The appellee was not bound to establish, the death of her husband by drowning in the waters of Lake Mich*313igan. The rule with reference to a party being bound by the theory of his pleading has no application to the evidence. If we strip the case of all the circumstances relating to bathing in the lake, there is still enough left to warrant the jury in presuming the death of appellee’s husband. Tisdale v. Connecticut, etc., Ins. Co., 26 Iowa, 170; Tisdale v. Connecticut, etc., Ins. Co., 28 Iowa, 12; John Hancock, etc., Ins. Co. v. Moore, 34 Mich. 42.
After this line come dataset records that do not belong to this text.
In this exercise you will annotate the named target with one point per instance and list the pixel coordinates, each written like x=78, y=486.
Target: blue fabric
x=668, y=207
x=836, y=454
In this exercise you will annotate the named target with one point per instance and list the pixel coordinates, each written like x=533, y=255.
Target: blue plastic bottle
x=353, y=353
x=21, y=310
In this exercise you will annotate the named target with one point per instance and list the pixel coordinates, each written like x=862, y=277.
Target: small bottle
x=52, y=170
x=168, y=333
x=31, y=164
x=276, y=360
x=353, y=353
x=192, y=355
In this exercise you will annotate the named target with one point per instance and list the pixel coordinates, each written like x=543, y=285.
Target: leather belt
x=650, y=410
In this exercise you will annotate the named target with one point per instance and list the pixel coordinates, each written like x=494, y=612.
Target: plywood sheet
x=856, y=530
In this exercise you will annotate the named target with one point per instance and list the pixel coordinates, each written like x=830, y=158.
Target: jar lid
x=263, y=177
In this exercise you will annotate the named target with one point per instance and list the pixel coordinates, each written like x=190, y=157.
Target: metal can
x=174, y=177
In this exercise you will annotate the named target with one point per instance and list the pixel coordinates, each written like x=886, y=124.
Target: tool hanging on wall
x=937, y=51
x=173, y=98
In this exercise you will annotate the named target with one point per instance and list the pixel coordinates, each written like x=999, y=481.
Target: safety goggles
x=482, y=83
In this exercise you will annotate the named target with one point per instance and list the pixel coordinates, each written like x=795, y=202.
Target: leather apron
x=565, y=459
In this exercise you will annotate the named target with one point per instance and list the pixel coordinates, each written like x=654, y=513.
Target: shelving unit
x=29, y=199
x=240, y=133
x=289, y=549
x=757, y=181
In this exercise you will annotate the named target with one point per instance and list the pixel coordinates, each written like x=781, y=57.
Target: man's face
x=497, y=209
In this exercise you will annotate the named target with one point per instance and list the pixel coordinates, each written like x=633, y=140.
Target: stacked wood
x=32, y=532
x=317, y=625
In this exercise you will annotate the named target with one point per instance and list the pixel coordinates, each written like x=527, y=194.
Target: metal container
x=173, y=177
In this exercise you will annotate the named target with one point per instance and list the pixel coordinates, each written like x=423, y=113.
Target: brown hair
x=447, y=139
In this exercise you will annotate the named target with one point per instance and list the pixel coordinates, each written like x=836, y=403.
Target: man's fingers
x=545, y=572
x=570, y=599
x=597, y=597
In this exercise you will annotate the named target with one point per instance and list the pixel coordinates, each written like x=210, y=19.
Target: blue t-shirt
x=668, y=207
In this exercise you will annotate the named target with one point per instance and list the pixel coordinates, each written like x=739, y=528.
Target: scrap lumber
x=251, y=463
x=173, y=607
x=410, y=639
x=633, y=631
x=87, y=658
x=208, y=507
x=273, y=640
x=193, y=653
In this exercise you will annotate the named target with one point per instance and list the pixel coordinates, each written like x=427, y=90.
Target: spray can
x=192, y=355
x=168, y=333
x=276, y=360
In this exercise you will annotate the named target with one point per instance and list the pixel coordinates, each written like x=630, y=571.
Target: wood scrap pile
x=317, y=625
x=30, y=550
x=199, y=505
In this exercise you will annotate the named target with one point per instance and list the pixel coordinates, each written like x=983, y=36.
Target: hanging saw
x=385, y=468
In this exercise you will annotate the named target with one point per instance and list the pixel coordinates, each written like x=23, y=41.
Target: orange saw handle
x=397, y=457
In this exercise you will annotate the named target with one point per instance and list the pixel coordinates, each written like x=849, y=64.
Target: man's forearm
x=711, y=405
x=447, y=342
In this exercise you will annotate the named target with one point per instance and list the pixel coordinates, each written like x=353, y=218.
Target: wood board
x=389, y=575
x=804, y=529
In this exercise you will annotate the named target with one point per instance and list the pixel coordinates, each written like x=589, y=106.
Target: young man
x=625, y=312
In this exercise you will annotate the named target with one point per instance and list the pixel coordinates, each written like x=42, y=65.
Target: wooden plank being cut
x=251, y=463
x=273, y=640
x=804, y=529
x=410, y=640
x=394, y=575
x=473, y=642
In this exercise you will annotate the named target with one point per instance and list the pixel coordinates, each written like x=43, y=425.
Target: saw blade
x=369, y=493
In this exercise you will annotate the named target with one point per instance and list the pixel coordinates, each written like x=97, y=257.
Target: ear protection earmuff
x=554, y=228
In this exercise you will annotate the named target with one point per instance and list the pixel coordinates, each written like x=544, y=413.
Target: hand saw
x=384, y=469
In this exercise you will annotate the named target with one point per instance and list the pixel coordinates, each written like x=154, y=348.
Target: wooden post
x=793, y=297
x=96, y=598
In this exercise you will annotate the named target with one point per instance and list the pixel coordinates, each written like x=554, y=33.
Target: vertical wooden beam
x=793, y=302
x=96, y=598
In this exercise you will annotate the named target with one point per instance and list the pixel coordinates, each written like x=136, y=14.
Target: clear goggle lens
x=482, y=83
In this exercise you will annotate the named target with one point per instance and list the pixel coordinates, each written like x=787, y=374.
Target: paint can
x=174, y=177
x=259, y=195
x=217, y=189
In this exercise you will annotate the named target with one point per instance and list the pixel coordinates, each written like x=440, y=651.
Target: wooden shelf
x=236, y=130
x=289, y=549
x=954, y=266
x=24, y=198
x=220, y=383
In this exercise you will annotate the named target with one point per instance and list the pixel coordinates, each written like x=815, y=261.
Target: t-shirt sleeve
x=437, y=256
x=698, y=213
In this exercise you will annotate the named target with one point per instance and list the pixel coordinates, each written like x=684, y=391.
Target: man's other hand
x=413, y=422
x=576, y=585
The fact that William Boyle went to the lake to bathe, the finding of his wearing apparel near by, the footprints in the sand leading to the water, the dangerous condition of the bottom at that point, are so many additional circumstances which lend support to the inference of his death. The appellee was not required to prove the death of her husband by drowning. If she established the fact of his death in any manner, this is all that is required of her. The circumstances last enumerated not only tend to prove the death, but they tend to prove death by drowning, and the jury might legitimately infer death by drowning.

One of the causes assigned for a new trial is that the court erred in overruling appellant’s motion to suppress portions of the deposition of one of appellee’s witnesses. This witness was asked to state what he knew of the drowning of one Marcus Henson, and he answered that he saw Henson in the water and tried to save him, but failed; and that his body was never recovered. It was proper to show that the place where Boyle went to bathe was a dangerous place, and this might be made to appear by showing that other persons were drowned there, or near there. In this respect this evidence was slightly relevant.

The last cause for a new trial is that the court erred in giving instructions numbered 2, 3, 4, 5, 6, 7, 8, 12, *31413, 15. This is a joint assignment, and if any one of them is good the assignment fails. Some of them were unquestionably good.

Filed June 20, 1894.

We find no reversible error in the record.

Judgment affirmed at the costs of appellant.